The UK Government, the CMA, and sectoral regulators have responded to COVID-19 by refocusing their enforcement priorities and relaxing competition law in relation to essential products and services.[4] It is, though, important to remain aware of the following:

  • The UK Government’s recent Public Policy Exclusion Orders do not cover exchanges of commercially sensitive information relating to costs or pricing. These exchanges are still prohibited.
  • Agreements covered by Public Policy Exclusion Orders are not automatically excluded from the Chapter 1 prohibition. They must be notified to the Secretary of State within 14 days of being made.
  • Public Policy Exclusion Orders will cease to have effect when they are brought to an end by the Secretary of State.
  • Changes to UK competition law do not bind the European Commission, which will continue to enforce EU competition rules. The European Competition Network has,[5] however, indicated that it will not actively intervene against necessary and temporary measures put in place in order to avoid supply shortages. The European Commission has also offered to provide guidance on specific initiatives.
  • The CMA’s new enforcement priorities do not offer protection against private litigation brought by third-party litigants for perceived breaches of competition law.
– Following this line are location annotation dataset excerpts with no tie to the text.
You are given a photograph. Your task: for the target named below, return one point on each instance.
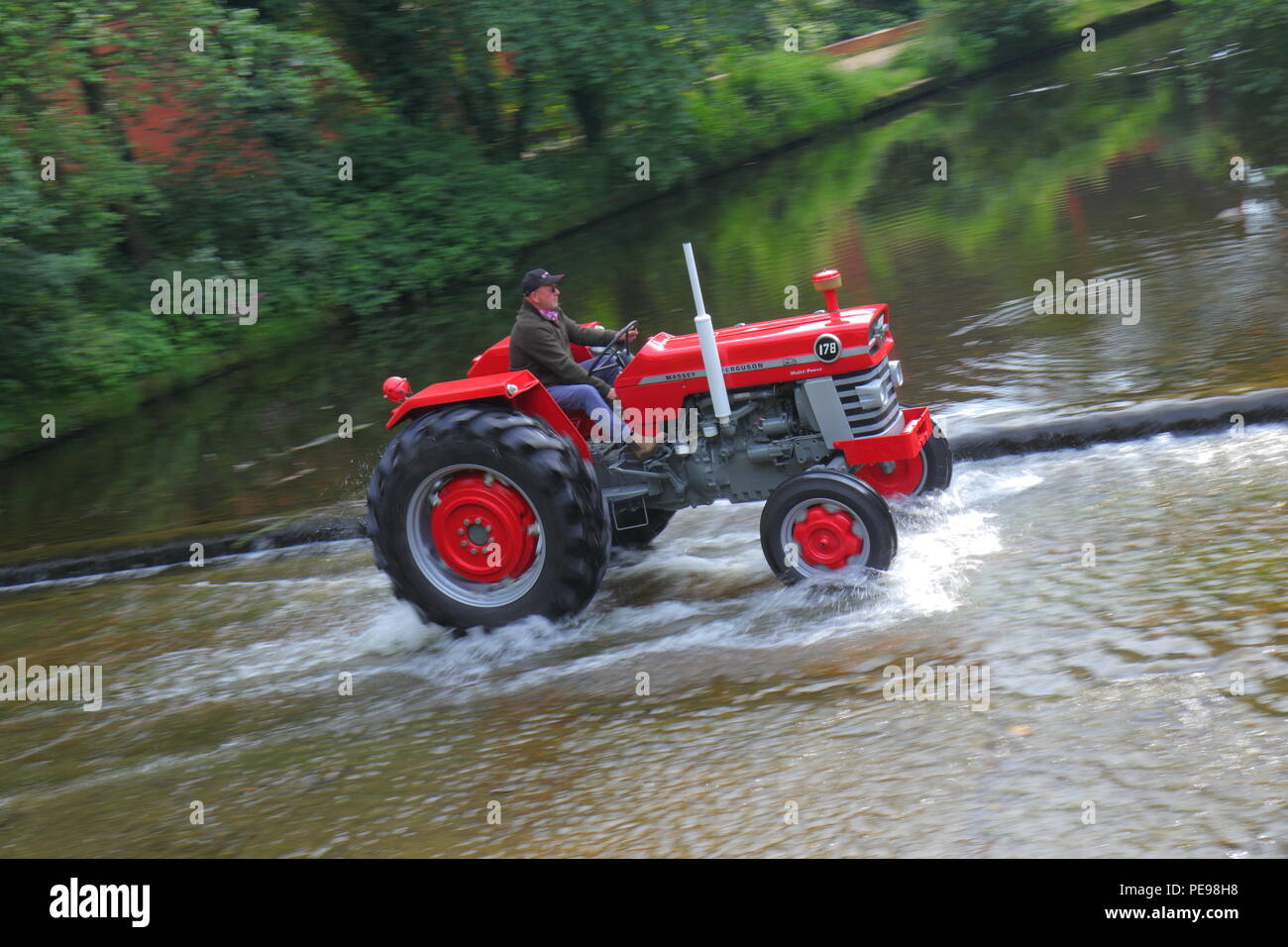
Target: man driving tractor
(540, 343)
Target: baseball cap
(539, 277)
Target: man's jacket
(541, 347)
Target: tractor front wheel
(823, 521)
(930, 472)
(482, 515)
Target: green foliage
(1241, 48)
(462, 154)
(973, 35)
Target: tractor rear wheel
(823, 521)
(482, 515)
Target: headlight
(877, 331)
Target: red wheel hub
(482, 528)
(902, 478)
(825, 538)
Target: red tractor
(492, 504)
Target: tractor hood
(787, 350)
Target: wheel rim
(827, 536)
(897, 475)
(476, 535)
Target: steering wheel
(612, 348)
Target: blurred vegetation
(1243, 46)
(973, 35)
(462, 154)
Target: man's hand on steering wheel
(619, 338)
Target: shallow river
(1125, 600)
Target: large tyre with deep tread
(482, 515)
(823, 521)
(640, 536)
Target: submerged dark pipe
(1126, 424)
(1028, 437)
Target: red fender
(518, 386)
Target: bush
(973, 35)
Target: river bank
(344, 519)
(774, 102)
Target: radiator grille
(872, 419)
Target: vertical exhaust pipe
(707, 339)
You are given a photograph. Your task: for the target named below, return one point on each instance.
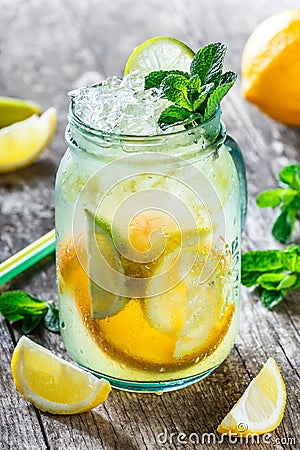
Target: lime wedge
(104, 264)
(160, 53)
(14, 110)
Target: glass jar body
(163, 310)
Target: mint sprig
(196, 95)
(286, 199)
(30, 311)
(275, 272)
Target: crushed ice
(121, 106)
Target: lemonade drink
(148, 240)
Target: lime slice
(103, 265)
(160, 53)
(167, 291)
(14, 110)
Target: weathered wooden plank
(19, 422)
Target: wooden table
(49, 48)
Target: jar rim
(109, 136)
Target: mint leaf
(175, 89)
(173, 115)
(30, 323)
(195, 83)
(154, 79)
(15, 305)
(51, 319)
(198, 93)
(228, 77)
(208, 62)
(283, 226)
(200, 99)
(270, 198)
(262, 261)
(287, 199)
(215, 98)
(271, 298)
(277, 281)
(20, 306)
(290, 175)
(215, 72)
(275, 271)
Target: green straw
(27, 257)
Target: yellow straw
(27, 257)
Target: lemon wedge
(261, 407)
(52, 384)
(22, 142)
(15, 109)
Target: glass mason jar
(148, 252)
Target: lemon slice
(14, 109)
(160, 53)
(52, 384)
(22, 142)
(261, 407)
Businesses may wish to seek legal advice on their potential exposure before entering into agreements with competitors.

In exempting cooperation among competitors to minimise disruptions in the supply of essential products and services, the CMA’s reaction to the immediate implications of COVID-19 has been swift, targeted, and effective. Companies should not, however, expect a “free pass” from the application of competition rules during the crisis and the CMA will remain vigilant to instances of unlawful collusion or exploitative practices.

[1] Schedule 3 of the Competition Act 1998 (the “Competition Act”) provides the Secretary of State with the power to suspend provisions of the Chapter 1 Prohibition on anticompetitive agreements where there are exceptional and compelling public policy reasons for doing so.

[2] The order applies to grocery retailers and wholesalers.

[3] Civil Aviation Authority (CAA), Office of Communications (Ofcom), Gas and Electricity Markets Authority (Ofgem), Financial Conduct Authority (FCA), Payment Systems Regulator (PSR), NHS Improvement (NHSI), Office of Rail and Road (ORR), Water Services Regulation Authority (Ofwat), Northern Ireland Authority for Utility Regulation (NIAUR).

[4] The UK Government has also issued the Solent Maritime Crossings Public Policy Exclusion Order, which suspends certain elements of competition law for Isle of Wight ferry routes and allows ferry operators to share labour and facilities, and to coordinate routes and timetables.

[5] The European Competition Network includes the European Commission, the EFTA Surveillance Authority, and EU Member State competition authorities.